In response to the computational challenges produced by the integrated dispatch of generation and load (IDGL), this paper proposes a novel and efficient decomposition method. The IDGL is formulated using the mixed-integer quadratic constrained programming (MIQCP) method. To efficiently solve this complex optimization problem, the nodal equivalent load shifting bidding curve (NELSBC) is proposed to represent the aggregated response characteristics of customers at a node. The IDGL is subsequently decomposed into a two-level optimization problem. At the upper level, grid operators optimize load shifting schedules based on the NELSBC of each node.

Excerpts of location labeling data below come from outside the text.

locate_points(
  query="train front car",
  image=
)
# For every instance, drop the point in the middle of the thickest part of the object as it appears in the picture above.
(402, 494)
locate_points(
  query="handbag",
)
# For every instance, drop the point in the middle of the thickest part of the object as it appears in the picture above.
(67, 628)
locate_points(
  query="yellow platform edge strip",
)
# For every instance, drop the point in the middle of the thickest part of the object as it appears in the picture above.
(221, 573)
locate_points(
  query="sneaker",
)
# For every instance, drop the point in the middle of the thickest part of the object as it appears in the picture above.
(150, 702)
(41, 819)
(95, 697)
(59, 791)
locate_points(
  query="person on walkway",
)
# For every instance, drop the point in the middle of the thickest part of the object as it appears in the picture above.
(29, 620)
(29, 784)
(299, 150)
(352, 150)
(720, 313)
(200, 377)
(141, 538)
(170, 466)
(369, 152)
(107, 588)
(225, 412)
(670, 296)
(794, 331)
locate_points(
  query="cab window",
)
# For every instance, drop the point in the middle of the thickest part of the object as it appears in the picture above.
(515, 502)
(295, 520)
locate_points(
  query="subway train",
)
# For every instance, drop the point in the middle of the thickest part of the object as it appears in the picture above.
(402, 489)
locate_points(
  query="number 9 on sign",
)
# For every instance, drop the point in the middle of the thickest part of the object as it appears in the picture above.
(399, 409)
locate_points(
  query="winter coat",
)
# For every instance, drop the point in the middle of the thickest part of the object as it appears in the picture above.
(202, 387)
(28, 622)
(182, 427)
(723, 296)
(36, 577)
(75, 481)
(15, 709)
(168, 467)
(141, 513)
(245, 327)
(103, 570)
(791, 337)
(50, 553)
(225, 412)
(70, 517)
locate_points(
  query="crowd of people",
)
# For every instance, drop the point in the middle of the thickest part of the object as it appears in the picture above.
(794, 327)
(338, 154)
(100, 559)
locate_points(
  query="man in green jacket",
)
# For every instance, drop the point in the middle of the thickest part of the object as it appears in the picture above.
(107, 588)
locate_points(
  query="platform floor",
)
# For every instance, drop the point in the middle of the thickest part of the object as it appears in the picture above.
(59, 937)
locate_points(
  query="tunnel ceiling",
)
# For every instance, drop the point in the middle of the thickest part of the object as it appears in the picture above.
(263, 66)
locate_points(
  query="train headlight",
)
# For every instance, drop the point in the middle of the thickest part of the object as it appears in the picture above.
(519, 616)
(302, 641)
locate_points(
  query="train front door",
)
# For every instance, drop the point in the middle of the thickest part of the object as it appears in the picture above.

Transmission losses are explicitly incorporated into the model to coordinate them with generating costs and load shifting costs. At the bottom level, customer load adjustments are optimized at individual nodes given the nodal load shifting requirement imposed by the grid operators. The key advantage of the proposed method is that the load shifting among different nodes can be coordinated via NELSBCs without iterations. The proposed decomposition method significantly improves the efficiency of the IDGL. Parallel computing techniques are utilized to accelerate the computations. Using numerical studies of IEEE 30-bus, 118-bus, and practically sized 300-bus systems, this study demonstrates that accurate and efficient IDGL scheduling results, which consider the nonlinear impact of transmission losses, can be achieved.